It struck me the other day as I was reading Waging Heavy Peace, the fabulous new book by Neil Young, that only a book by Neil Young--obviously put together by the man himself, with little help from editors or other humans--would not only devote a significant passage to the merits of shopping at Costco, but also of his quest to buy new heads for his electric toothbrush, which, not incidentally, he considers quite fabulous.
My own copy of the book, coincidentally, was also purchased at Costco--at a fine price, I might add!--where I'd also return the next week to buy the new book by Pete Townshend. Also written by the man himself, with little outside assistance.
That I would purchase both books quite willingly, and with my own money, I found interesting. Though I regularly read e-books via my Kindle, in both cases here I wanted to buy the physical product--the tome, the pages, the cover picture, etc.--mostly because in late 2012, when record albums are likely as not wave, flac or MP3 files capable of simply evaporating on a faulty iPod or hard drive, I wanted to own the actual thing that both artists produced, to hold it in my hand, to put it down and leave it half-opened on the chair next to my computer while I downloaded flac versions of albums by Brit band Kaleidoscope that I had yet to physically purchase, and probably never would.
Plus, the Costco cashier always looks at me funny when I only buy scotch and cartons of cigarettes!
Neil Young & Crazy Horse: Psychedelic Pill (Reprise) While I have been a lifelong fan of Neil Young, around long enough to buy his first album when it came out, I can't say I've bought into everything he's ever done. My favorite album of his is--ironically, since he rails against it in his book--his very first, which along with scattered tracks he wrote like Buffalo Springfield's "Expecting To Fly," and, way later, "We Never Danced" from Life, contain a certain melodic flair that's absolutely heart-wrenching, though it's a part of what he does that he's tended to underplay. That said, his manic workouts with Crazy Horse--the intense one-note twang, the primitive beat--are inspiring in another way entirely. It's just the stuff in between that I like but don't love. Psychedelic Pill is more the latter than the former--particularly via the three extended tracks proudly on display here--but there is a hint of melancholy melody on the opening mega-opus that recalls Young's other side, and that it is paired with a rock romp in which Young tosses off lyrics that read like sentences from his book, about religion, MP3s, and the actual act of writing his book, that in terms of really odd appeal rank right up there with his "got mashed potatoes--ain't got no T-bone" lyric from 1981's Re-ac-tor. The band is great throughout, the vocal harmonies inspiring, and the fact that a major artist is allowed to release an album like this on a major label in 2012 absolutely stunning. Pretty great, actually.

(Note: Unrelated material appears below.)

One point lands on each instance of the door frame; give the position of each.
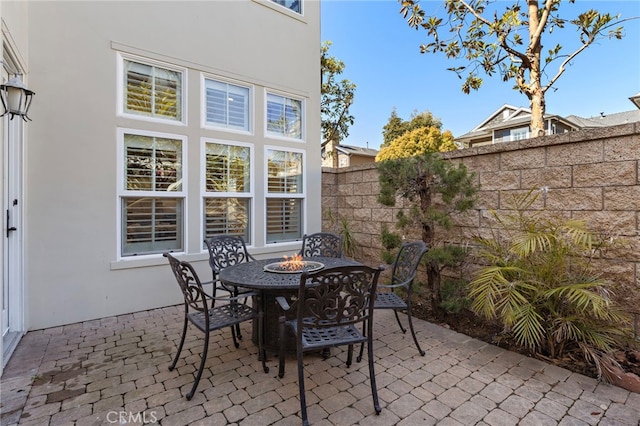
(12, 242)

Flyleaf: New Horizons (A&M/Octone) While I'm not the world's biggest fan of hard rock/metal at this late date, I confess a peculiar fascination with Texas-based Flyleaf, who return here with their third album, and apparently their last to feature lead vocalist Lacey Sturm--who is mind-numbingly fantastic, particularly if you're a fan of early '70s Eurotrash movies. We shot her in our studios here in 2008 or so doing "I'm So Sick" (check out this clip) and my jaw dropped; that the band has roots in Christian Rock is the clincher. They're great, and she's greater! There are fewer screams here--odd, since she just had a baby!--but I still find what they're doing unique, in its way, and very much worth checking out. Also: she's kind of hot!
Calvin Harris: 18 Months (Roc Nation) There's a lot to be said about rising Scottish DJ Calvin Harris! First, his new album's cover picture looks like it was shot in 1) the San Fernando Valley, 2) on the way to LAX in Los Angeles or 3) Las Vegas! Cool! Secondly, it's the follow-up to his apparently successful album Ready For The Weekend! Third, he's famous by association for all the fab work he's done with artists such as Rihanna, Kelis and Ne-Yo, all of whom can be heard here along with Florence Welch of "+ the Machine" fame, Dizzee Rascal, Tinie Tempah, Chatty Cathy, Ellie Goulding, and Example--the world-famous celebrity renowned for entering bars and causing fights when people ask him his name! Apparently this album has been streaming for weeks now, so we all know how good it is! (Sadly, every time I tried to listen, my phone rang or I had to go to a meeting! But the person sitting next to me said it sounded great--especially that time I went downstairs to get a Diet Coke!) I think it may be the greatest album ever streamed on my computer!